También está el lado de que eres inútil , para quien te rodea porque ya te han dicho que x ó y ejercicio, la batida de tal fruta, la hoja del llamado árbol en té, y pararte con la cabeza pegada al piso por media hora: TODO ESO TE SANA, pero como eres inútil, tú no buscas la información, no haces el ejercicio, no te quieres hacer la batida, tampoco sabes ni quieres aprender como se hace el té (ni imaginar como sabe el matojo), y no aguantas ni un minuto con la cabeza pegada a la pared mientras intentas acomodar las piernas (con neuropatía que va más para atrás y sin balance); no es que no me quitaré, es que toma tiempo ese tipo de habilidad. Y créame que si yo veo una mejoría, de cabeza es que voy (amigos y familia verdadera me encontrará “haciendo ésta locura, mientras en la casa están de recreo y yo no he terminado mis quince minutos”), pero como es “de los de cora’ ” sabe lo que tiene que hacer: esperar en silencio a menos que ella establezca conversación, [recuerden la inútil se está ejercitando], y simple y llanamente: estar disponible en todo el sentido de la palabra. Los amigos…yo no me espero de ellos lo que yo daría, esa no es la ecuación correcta. En esos amigos hay quienes están comenzando y aun se le zafa mentalmente un comentario que termina siendo inútil y así uno mentalmente (con todo y la fibroniebla), puede compartimentarlo y seguir enseñando sin que se dañe el proceso de la amistad verdadera, porque ¡caramba, yo misma pierdo los estribos y me llamo inútil al no ver el mismo proceso que llevan otros! Entonces, ¿porque etiquetar rápidamente en un alma que se presentó bajo lo más sagrado; la amistad verdadera que no se quita? ¡Tú mismo has caído en ese error varias veces! La palabra mágica aquí es: EMPATÍA.

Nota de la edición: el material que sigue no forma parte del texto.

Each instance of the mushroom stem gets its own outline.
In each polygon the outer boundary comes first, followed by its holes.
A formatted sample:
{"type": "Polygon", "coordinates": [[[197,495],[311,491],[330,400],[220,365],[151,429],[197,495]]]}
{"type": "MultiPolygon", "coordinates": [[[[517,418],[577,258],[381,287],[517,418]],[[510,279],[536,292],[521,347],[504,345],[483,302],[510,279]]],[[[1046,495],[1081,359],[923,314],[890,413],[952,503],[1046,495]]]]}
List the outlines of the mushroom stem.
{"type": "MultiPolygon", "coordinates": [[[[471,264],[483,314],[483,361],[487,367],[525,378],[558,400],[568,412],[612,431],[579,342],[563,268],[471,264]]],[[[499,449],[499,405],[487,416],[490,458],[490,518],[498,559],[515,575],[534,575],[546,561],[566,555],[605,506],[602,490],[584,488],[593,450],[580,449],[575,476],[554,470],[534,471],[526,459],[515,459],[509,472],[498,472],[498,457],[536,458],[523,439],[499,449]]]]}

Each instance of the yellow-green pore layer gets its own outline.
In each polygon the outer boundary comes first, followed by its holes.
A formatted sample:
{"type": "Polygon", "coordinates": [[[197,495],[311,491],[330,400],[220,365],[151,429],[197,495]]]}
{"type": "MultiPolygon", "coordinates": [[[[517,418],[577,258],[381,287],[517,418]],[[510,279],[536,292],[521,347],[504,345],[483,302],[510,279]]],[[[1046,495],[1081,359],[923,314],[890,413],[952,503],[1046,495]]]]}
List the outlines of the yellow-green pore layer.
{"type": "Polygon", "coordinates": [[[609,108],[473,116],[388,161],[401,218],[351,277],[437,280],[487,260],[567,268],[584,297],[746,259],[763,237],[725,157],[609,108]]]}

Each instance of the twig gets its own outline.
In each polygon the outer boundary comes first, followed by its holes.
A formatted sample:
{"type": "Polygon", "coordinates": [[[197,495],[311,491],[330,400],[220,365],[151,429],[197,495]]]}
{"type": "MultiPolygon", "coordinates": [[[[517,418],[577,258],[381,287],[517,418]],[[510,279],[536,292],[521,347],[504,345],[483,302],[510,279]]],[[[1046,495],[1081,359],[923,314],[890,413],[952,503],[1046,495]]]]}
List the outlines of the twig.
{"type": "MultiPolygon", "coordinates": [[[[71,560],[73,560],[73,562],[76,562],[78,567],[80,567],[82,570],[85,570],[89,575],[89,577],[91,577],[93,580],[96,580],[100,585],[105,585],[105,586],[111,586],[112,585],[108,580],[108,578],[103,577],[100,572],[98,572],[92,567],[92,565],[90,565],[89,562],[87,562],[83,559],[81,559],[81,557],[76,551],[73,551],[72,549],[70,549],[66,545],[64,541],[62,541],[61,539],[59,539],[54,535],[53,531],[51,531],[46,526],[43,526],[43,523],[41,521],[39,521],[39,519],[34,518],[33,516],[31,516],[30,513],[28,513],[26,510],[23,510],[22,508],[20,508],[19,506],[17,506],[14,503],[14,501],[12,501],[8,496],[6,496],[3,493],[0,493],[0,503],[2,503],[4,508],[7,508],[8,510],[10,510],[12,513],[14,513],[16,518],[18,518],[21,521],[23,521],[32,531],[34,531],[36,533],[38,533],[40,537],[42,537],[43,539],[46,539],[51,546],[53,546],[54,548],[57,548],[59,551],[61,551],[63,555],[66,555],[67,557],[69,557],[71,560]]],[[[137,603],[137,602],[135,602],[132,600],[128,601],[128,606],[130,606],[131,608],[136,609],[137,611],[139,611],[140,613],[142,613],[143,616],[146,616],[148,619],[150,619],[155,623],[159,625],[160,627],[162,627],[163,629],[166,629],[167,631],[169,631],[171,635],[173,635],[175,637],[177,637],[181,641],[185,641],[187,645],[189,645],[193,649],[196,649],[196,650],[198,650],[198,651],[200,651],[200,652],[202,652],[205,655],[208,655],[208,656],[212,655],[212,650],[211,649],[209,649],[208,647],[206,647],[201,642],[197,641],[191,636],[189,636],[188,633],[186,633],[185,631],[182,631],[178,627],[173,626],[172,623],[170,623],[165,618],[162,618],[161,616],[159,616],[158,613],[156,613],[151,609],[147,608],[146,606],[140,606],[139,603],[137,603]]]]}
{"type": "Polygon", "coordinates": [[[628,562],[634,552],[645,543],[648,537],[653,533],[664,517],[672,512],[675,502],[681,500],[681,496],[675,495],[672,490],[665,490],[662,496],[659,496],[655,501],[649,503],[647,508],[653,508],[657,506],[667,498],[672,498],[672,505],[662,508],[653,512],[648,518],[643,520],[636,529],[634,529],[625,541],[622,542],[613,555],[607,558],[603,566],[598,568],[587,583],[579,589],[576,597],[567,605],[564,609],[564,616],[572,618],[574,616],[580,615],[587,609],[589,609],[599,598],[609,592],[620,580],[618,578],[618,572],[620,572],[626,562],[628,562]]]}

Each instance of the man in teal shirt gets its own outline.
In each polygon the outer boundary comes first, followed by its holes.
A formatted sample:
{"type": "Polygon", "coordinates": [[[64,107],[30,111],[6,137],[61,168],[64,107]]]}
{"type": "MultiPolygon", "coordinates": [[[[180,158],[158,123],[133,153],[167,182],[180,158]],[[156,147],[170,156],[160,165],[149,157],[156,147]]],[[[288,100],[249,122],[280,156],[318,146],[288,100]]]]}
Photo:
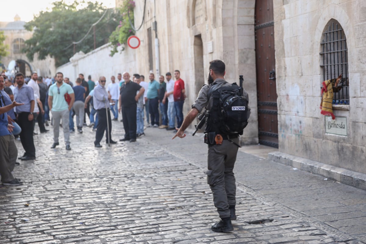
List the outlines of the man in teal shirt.
{"type": "Polygon", "coordinates": [[[64,83],[63,79],[63,74],[61,72],[57,73],[56,74],[57,82],[50,86],[48,90],[48,106],[53,120],[53,144],[51,148],[55,148],[56,146],[59,144],[60,121],[62,118],[62,128],[66,150],[71,150],[69,113],[72,108],[75,101],[75,95],[71,86],[64,83]],[[65,99],[65,95],[66,93],[68,93],[71,98],[68,104],[65,99]]]}
{"type": "Polygon", "coordinates": [[[89,90],[91,91],[95,86],[95,82],[92,80],[92,76],[89,75],[88,76],[88,85],[89,86],[89,90]]]}
{"type": "Polygon", "coordinates": [[[159,100],[158,95],[160,83],[154,79],[155,76],[150,73],[149,76],[150,82],[149,83],[147,93],[146,95],[149,100],[149,112],[150,113],[151,125],[154,127],[159,126],[159,100]]]}

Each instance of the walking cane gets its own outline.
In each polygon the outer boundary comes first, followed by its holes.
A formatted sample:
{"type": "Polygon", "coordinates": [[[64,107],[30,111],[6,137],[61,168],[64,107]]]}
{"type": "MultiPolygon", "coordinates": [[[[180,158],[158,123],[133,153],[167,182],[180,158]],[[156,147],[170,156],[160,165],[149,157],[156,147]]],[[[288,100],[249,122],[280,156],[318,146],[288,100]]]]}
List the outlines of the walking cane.
{"type": "Polygon", "coordinates": [[[105,102],[104,103],[104,106],[105,107],[105,115],[107,116],[107,130],[108,131],[108,132],[107,132],[108,135],[106,135],[108,138],[108,146],[110,147],[111,146],[110,145],[111,138],[110,136],[109,136],[110,135],[110,134],[109,133],[109,121],[108,120],[108,109],[107,108],[107,105],[105,104],[105,102]]]}

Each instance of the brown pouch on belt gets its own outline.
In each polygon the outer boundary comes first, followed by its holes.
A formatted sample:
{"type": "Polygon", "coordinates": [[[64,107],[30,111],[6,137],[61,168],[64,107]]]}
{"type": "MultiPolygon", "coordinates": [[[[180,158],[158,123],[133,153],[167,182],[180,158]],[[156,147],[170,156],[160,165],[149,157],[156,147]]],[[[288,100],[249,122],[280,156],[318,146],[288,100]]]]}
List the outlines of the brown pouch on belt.
{"type": "Polygon", "coordinates": [[[218,134],[215,136],[215,142],[216,145],[221,145],[223,143],[223,137],[221,135],[218,134]]]}

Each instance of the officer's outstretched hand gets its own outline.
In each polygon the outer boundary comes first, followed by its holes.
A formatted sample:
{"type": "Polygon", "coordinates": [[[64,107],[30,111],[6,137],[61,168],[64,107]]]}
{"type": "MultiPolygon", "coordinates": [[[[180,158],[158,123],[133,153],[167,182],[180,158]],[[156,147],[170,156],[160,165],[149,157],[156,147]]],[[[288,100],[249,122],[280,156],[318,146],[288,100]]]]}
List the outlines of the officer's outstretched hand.
{"type": "Polygon", "coordinates": [[[172,138],[172,140],[173,140],[177,136],[180,137],[180,138],[184,138],[186,137],[186,136],[187,135],[186,133],[184,133],[184,131],[182,131],[177,128],[176,128],[175,129],[178,131],[177,131],[176,134],[174,135],[174,136],[173,137],[173,138],[172,138]]]}

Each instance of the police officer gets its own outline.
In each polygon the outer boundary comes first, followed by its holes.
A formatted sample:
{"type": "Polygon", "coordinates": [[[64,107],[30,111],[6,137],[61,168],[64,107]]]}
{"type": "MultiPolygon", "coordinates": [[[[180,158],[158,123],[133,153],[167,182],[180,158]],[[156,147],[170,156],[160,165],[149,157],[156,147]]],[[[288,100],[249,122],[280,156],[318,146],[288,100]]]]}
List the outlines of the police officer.
{"type": "MultiPolygon", "coordinates": [[[[184,119],[180,128],[178,129],[173,139],[178,136],[186,136],[184,130],[195,119],[197,115],[204,108],[208,110],[211,109],[213,100],[209,97],[209,91],[212,86],[216,84],[217,87],[231,86],[224,78],[225,74],[225,64],[222,61],[215,60],[210,62],[208,75],[208,85],[201,89],[197,99],[192,105],[192,109],[184,119]]],[[[247,93],[244,92],[244,96],[248,100],[247,93]]],[[[233,170],[236,159],[239,143],[239,135],[225,135],[220,131],[219,127],[210,122],[210,117],[207,121],[205,132],[213,135],[216,138],[216,144],[208,144],[207,183],[210,185],[213,196],[213,202],[217,209],[221,220],[213,224],[211,229],[216,232],[227,232],[234,230],[231,224],[232,219],[236,219],[235,206],[236,185],[233,170]]],[[[213,143],[212,143],[213,144],[213,143]]]]}

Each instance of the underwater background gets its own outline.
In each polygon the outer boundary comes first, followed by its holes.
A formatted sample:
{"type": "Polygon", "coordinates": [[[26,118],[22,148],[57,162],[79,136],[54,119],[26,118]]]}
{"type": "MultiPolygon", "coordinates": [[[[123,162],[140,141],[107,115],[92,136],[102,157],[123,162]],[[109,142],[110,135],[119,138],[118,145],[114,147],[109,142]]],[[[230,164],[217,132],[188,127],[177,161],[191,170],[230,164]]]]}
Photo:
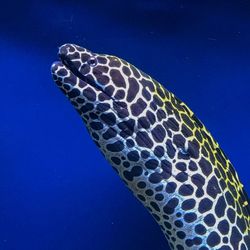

Inútil versus Empatía. De eso se trata todo esto: no puedes llamarte inútil tú mismo y luego resentirlo cuando alguien mira tu actitud y la repite. Regálate la oportunidad de la empatía hacia ti mismo y hacia los demás; entonces no será tan fácil caer en el círculo parecido al de violencia doméstica. Regálate empatía y regálala a los demás. Quizás verás un cambio y quizás no lo veas tú personalmente; pero tu enseñanza ayudó a que cuando ese amigo, conocido o familiar le toque lidiar con algo igual o parecido a tu situación, salga la empatía a mostrarse gracias a que en un momento tú diste la oportunidad.

¿Qué si eres un inútil? Por más que parezca que te ahogas con cosas simples: no lo eres.

Eres un hermoso trabajo en proceso y se vale cuestionarse; pero hay que seguir y vencer para poder continuar de forma saludable y reírte hasta de los desaciertos para que luego cuando llegue algo aun más fuerte; la empatía la puedas mostrar hacia tí y los demás y reconocer que no eres inútil. Eres un ser humano llevando su vida, cargando lo que le toca a su propio estilo y a su paso.